Duval’s triangle and similar methods are useful in determining whether a transformer has already undergone a fault, but the method can be unreliable near the boundaries of the graph, and may not catch a fault in the early stages.  Also, it is a fairly simple method that doesn’t take into account other features such as the progression of the readings over time, the load that the transformer has experienced, or the maintenance history of  the transformer.  It would be desirable to develop more sophisticated methods for determining whether a transformer is likely to fail.

The simplest way statistically to determine which transformer is most likely to fail would be to find a large number of transformers of the same age, brand, DGA results and level of wear and tear.  Of course, in reality, finding a large number of transformers that are qualitatively the same would be quite difficult.  It’s likely that one wouldn’t find enough “similar transformers” to get good statistics.  Instead of looking for transformers that are exactly the same in all qualities, it makes sense to think about what features of the transformer are most important.  Which transformers should be in a comparison group? Transformers of the same age? Transformers of the same brand? Transformers with the same usage level?  One fairly simple way to determine which features are most important is using  a decision tree such as the one below.  For the transformer fault problem, a decision tree could be used to repeatedly find the variable most useful in separating groups of transformers that are more likely to fail from transformers that are less likely to fail.  It does this by minimizing a loss function at each split.  In the below diagram the best criterion for grouping similar transformers is age and brand, but more complicated decision trees could take into account many factors.  The tree can be read by following the decisions from root to the bottom leaf.  A transformer less than 25 years old with more than would have a probability of failure of approximately 679/2679 or 25.3%, while a transformer that was more than 25 years old and had brand A would have an approximate failure rate of 179/291 or 61.5%.
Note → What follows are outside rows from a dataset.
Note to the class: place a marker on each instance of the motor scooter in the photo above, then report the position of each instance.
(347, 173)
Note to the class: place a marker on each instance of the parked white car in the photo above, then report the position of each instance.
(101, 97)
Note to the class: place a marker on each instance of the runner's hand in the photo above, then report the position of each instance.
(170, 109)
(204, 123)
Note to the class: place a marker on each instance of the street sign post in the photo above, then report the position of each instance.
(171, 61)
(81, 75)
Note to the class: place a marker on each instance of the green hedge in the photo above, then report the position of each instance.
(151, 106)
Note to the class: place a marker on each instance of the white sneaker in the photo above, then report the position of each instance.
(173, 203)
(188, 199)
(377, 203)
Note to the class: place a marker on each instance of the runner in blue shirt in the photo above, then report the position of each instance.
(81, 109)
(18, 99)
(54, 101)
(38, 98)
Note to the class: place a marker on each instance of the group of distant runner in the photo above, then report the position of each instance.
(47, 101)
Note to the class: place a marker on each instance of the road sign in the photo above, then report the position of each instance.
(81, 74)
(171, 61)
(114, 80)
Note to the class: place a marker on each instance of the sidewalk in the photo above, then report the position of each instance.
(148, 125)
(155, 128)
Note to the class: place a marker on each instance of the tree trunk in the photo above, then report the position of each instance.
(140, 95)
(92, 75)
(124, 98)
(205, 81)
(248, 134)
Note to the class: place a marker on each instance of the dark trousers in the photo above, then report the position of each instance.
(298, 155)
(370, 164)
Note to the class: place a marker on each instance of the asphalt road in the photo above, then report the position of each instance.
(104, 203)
Decision trees are simple to understand, but there are other methods that give better results in practice.  Random forest and gradient boosting machines are different methods of combining large numbers of decision trees to create more complicated probability predictions.  Other methods like neural networks and support vector machines can be used to create more complicated nonlinear combinations of variables as a criterion for failure, which are likely to produce better results than more simple linear rules of thumb such as Duval’s triangle.

Using a variety of machine learning methods learning methods, GridCure is developing sophisticated methods for combining all information about transformer and other pieces of key equipment to determine which equipment may be approaching a failure well before a dangerous situation occurs.